Sir Charlie Mayfield was commissioned to write his report on long-term sickness when Sir Keir Starmer’s government was promising a welfare “revolution”.
Published on Wednesday, it is devastatingly clear about the social and economic damage being inflicted by the failure to control the surge in sickness claims. His report puts a figure on it: £212 billion a year for the economy. And potentially over £1 million of lost earnings for a worker lost to long-term sickness at the age of 22, “with the state incurring a similar cost”.
His report is focused on workplaces, not welfare. As a former chairman of John Lewis, Mayfield was asked to find out what kind of interventions work, how best to help when workers go off long-term sick. How doing so is not just good for the welfare bill and society, but, most of all, for employers.
The point about the £1 million in lost earnings is poignant because some 235,000 under-25s are now claiming long-term sickness benefit, a rise of 80,000 in five years. A scarring effect then kicks in. Someone who has been off for less than a year, Mayfield concludes, is eight times more likely to return to work than someone who has been out for more than two years.
The £212 billion cost, his report says, is equivalent to “nearly 70 per cent of the income tax we pay”, not just through loss to the economy but in welfare payments and NHS costs. His point: stemming this problem could have significant upsides. It could be very worthwhile to identify which techniques help and apply them. Best done in the workplace rather than when someone is in the welfare system.
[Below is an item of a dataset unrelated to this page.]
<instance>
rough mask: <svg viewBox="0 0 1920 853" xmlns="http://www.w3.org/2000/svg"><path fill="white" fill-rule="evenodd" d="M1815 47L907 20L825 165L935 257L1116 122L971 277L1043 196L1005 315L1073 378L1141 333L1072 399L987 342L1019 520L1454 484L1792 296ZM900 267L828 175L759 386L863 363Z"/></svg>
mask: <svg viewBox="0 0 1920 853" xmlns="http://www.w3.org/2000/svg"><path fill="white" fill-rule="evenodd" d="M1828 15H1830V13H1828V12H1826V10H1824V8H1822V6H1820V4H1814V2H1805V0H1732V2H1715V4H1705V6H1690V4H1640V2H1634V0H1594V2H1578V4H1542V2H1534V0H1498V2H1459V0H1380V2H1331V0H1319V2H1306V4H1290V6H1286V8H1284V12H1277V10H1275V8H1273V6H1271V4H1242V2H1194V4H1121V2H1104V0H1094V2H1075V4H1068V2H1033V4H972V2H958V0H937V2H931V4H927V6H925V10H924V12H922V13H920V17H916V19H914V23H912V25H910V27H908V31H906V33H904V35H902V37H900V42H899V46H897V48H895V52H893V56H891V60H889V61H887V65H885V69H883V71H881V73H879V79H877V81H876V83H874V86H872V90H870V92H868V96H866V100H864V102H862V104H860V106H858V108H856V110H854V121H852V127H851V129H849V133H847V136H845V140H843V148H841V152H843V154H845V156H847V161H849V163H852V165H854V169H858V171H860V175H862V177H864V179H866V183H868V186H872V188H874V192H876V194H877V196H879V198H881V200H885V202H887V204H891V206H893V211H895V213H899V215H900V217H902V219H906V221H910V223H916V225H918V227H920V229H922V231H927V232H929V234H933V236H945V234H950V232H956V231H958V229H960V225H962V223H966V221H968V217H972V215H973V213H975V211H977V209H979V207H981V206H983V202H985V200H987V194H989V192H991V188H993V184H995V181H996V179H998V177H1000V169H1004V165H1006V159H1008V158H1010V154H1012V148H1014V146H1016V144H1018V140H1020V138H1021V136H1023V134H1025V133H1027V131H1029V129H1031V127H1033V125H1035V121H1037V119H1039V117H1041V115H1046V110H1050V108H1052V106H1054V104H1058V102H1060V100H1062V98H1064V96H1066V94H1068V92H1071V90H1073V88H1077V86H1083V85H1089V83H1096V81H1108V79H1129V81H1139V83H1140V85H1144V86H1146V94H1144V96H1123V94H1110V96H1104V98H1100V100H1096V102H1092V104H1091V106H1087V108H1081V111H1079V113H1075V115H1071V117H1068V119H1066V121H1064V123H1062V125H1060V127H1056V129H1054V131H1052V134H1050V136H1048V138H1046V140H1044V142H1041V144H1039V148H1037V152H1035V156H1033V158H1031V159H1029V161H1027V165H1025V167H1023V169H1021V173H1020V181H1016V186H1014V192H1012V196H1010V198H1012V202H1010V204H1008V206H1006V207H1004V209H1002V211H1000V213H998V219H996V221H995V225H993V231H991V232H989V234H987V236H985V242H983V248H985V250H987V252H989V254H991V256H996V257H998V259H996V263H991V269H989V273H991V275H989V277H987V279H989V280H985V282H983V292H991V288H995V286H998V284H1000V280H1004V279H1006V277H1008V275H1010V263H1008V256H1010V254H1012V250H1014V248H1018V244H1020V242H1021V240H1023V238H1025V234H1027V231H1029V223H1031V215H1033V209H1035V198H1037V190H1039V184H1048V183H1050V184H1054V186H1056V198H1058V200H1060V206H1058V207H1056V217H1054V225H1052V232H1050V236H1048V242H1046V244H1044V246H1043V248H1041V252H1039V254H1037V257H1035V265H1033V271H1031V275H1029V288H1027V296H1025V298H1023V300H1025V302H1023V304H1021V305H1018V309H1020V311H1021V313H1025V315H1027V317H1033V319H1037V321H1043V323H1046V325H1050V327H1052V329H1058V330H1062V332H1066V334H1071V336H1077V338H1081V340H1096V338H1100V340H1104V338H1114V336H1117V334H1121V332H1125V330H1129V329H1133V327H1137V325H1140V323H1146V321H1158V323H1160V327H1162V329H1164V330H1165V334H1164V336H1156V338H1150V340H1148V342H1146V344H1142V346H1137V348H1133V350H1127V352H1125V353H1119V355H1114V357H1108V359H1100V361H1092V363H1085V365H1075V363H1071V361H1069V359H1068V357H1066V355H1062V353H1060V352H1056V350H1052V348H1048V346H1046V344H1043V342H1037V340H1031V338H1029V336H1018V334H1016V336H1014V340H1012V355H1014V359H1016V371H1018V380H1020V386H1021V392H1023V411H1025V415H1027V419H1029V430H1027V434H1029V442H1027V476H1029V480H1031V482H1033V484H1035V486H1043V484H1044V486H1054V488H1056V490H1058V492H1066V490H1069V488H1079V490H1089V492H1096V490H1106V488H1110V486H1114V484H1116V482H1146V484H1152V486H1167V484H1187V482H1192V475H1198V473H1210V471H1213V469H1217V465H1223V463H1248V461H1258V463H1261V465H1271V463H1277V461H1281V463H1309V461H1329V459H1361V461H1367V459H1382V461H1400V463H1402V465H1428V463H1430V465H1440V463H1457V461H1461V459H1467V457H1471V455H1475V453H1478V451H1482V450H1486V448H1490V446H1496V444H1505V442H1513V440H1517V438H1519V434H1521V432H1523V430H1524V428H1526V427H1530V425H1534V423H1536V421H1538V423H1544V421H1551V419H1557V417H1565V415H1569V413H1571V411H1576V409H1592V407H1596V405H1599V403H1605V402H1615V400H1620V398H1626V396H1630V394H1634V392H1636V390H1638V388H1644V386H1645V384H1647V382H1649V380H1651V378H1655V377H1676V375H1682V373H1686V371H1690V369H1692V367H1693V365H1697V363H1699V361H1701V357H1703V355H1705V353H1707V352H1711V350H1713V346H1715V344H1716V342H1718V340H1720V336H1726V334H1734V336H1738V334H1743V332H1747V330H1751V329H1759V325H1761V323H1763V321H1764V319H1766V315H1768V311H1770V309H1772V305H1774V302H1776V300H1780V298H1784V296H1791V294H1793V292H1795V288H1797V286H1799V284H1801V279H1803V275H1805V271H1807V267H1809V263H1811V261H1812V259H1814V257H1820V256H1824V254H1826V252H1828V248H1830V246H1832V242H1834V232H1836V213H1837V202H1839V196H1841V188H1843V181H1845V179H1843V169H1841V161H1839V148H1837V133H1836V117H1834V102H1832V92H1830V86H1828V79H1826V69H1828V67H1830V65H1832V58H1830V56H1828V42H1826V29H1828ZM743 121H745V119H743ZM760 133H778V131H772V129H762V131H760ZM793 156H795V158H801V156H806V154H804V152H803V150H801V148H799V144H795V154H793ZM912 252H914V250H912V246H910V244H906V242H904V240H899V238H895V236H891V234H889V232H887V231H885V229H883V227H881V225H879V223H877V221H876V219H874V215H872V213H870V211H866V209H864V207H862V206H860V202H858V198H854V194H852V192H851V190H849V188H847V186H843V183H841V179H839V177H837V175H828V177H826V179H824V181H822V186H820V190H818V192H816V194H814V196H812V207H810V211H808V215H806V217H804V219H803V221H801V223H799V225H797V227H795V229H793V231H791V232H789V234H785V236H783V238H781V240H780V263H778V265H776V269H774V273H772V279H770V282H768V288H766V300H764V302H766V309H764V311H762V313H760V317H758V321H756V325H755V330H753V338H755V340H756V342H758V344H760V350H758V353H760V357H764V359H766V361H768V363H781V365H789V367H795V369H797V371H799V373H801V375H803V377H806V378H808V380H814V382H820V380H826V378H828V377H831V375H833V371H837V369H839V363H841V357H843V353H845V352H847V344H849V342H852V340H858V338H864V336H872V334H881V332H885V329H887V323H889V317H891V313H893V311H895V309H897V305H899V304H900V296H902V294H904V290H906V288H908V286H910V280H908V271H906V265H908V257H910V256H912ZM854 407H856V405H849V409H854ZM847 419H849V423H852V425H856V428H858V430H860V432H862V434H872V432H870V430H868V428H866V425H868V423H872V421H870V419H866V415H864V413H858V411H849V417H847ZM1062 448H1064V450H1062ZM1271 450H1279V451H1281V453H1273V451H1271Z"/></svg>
The UK has come to pride itself not on health outcomes but how smoothly and efficiently people can be dropped into the quagmire of long-term sickness benefit. At the last count it was 5,000 every working day. It happens quickly and cheaply, with a one-hour telephone interview. But what of the long-term cost of writing people off in this way? If it’s even a third of the Mayfield figure — say, £300,000 rather than £1 million — then it makes the case for more active help, not just waving people through to welfare.
Keep Britain Working offers a new way of thinking about the value of people. Not just the fiscal cost of squandered potential but the gains to be had by refusing to give up so easily, and keeping them in the workplace. Better for their health, their family, their community, their prospects, as well as the taxpayer.
“The aim is to rehumanise the workplace,” he concludes. His words are directed mainly at employers. But his report provides a template, waiting to be applied to the welfare state itself.